3. down the rabbit hole…

first, i needed styling. org mode's default output is just plain html. super minimal. basically what you'd expect from someone who took motherfuckingwebsite.com too seriously.

i went on a hunt for pre-existing stylesheets—something minimal and nice. i found tufte css, designed by edward tufte—​the edward tufte, master of informational design. it looked perfect. clean, minimal, elegant. but there was a catch: tufte's design uses classes; org-mode's html export doesn't use them by default. i could fix that with some elisp—org-mode is infinitely extensible after all—but that seemed like more hassle than worth it.

but i thought, "maybe i can just adapt it." so i did. my css isn't perfect, but it's functional. i basically took tufte's minimalism, tweaked it to work with org-mode output, and added a few extras.

4. emacs-side: the quest for ox-publish and ox-rss

now that css was sorted, i turned to org-mode's ox-publish. the built-in publishing tool that can:

  • scan directories for .org files
  • export them to html
  • cache timestamps (only re-exports changed files)
  • copy static assets to output

pretty solid! but then i checked on the rss feature.

turns out, org-mode used to provide ox-rss, but it got split into its own package and is barely maintained now. at first i had been like, "okay, org-mode does rss—let me just use it." but after diving in, it felt like a hassle. i wasn't feeling it.

now, i have my preferences when it comes to syndication feed formats. i like atom feeds more than rss feeds. as ive told, ox-rss just didn't have the flair i was hoping for. so, my format preferences combined with ox-rss's dismal maintenance status, i figured i'd just make something that worked the way i wanted. which is exactly what i did: this website has an atom feed for u to follow!

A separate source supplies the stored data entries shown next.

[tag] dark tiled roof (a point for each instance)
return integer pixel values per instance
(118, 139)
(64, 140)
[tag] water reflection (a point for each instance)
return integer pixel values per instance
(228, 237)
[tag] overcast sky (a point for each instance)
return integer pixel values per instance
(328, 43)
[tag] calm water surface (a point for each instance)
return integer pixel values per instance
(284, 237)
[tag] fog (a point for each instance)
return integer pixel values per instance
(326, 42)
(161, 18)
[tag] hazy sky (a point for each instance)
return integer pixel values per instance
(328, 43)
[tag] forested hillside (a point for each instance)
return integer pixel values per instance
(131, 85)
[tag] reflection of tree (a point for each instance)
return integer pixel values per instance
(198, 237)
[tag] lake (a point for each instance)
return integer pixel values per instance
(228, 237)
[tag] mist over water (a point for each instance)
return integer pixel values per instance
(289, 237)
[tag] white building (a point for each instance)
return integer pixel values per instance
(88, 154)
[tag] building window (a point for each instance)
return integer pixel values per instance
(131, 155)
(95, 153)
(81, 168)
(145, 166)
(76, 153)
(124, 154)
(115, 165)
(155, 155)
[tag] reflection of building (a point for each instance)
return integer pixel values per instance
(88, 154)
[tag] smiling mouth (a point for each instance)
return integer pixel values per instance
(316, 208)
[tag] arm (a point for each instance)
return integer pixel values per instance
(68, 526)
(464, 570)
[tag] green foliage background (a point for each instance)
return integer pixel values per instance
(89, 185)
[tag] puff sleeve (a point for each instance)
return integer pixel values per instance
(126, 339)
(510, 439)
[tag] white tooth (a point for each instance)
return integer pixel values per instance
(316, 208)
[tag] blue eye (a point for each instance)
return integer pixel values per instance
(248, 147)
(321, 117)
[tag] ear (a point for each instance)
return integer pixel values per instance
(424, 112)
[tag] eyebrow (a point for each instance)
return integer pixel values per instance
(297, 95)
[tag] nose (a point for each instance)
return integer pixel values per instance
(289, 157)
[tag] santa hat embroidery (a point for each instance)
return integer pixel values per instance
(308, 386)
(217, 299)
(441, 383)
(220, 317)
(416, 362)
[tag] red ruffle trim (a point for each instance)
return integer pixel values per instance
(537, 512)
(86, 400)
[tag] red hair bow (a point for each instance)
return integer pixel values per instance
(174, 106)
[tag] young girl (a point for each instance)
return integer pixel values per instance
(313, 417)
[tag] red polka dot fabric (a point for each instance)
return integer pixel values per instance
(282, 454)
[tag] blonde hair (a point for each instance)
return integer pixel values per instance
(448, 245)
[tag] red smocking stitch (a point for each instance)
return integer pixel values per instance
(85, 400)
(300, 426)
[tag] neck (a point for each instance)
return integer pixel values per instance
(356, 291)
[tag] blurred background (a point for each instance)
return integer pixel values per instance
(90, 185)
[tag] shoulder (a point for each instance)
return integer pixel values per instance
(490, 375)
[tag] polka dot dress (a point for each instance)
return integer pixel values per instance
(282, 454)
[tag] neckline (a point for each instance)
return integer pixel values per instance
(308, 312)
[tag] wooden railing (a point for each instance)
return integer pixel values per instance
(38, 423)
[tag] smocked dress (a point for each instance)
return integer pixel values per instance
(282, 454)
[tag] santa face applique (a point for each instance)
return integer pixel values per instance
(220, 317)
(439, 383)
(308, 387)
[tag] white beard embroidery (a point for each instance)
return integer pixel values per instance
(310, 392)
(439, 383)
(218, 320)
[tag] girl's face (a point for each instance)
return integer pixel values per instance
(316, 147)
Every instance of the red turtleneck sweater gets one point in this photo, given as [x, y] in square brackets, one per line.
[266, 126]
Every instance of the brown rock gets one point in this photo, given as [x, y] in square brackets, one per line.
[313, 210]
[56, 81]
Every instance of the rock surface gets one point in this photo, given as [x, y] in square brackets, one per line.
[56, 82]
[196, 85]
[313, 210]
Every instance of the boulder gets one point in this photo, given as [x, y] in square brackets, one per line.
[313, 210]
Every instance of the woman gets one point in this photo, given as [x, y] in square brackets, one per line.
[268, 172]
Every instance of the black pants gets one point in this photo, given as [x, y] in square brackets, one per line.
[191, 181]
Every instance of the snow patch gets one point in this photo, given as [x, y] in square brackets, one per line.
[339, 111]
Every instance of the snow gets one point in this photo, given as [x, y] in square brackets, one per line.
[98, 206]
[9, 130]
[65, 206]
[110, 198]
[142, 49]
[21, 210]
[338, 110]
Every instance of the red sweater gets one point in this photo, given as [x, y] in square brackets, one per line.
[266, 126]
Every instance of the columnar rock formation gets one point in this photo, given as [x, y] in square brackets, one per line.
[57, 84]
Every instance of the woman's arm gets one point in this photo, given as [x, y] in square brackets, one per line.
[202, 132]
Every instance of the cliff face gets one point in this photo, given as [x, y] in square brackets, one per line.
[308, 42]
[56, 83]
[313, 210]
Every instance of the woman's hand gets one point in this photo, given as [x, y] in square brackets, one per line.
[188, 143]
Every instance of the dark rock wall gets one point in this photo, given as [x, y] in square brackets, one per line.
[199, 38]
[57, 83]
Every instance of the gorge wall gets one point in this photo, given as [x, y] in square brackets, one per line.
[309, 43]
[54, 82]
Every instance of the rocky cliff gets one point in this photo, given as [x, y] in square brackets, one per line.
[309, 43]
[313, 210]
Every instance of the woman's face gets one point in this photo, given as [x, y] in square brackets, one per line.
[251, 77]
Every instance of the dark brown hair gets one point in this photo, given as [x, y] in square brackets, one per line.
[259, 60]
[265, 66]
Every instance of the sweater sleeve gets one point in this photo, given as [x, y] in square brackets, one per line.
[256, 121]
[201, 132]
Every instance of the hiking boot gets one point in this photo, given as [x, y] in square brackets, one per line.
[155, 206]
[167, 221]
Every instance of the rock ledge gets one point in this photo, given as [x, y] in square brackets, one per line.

5. deployment to neocities

last thing i needed was deployment. neocities has an api, so it was pretty easy. the approach for straightforward: url.el for making requests, my neocities api key for authentication, and boom—automated uploads.

6. so, how does everything work?

here's the breakdown:

building the site
org-mode scans the org/ directory, looks for .org files, and exports them to public/ as html. it also grabs static assets (images, css) and sticks them there.
publishing
the site gets built in emacs, then pushed to neocities via api call. simple url.el request with my credentials, and boom, site is live.
syndication
i wrote my own atom feed generator!! it pulls from the same .org files, spits out the feed.

and yeah, i ended up writing a ~500 line publish.el package. so much for using ox-publish and not using a pipeline…

anyways, i'll upload the code soon™, but it's staying private for now. it's not clean enough yet, and i'd rather release something i'm proud of.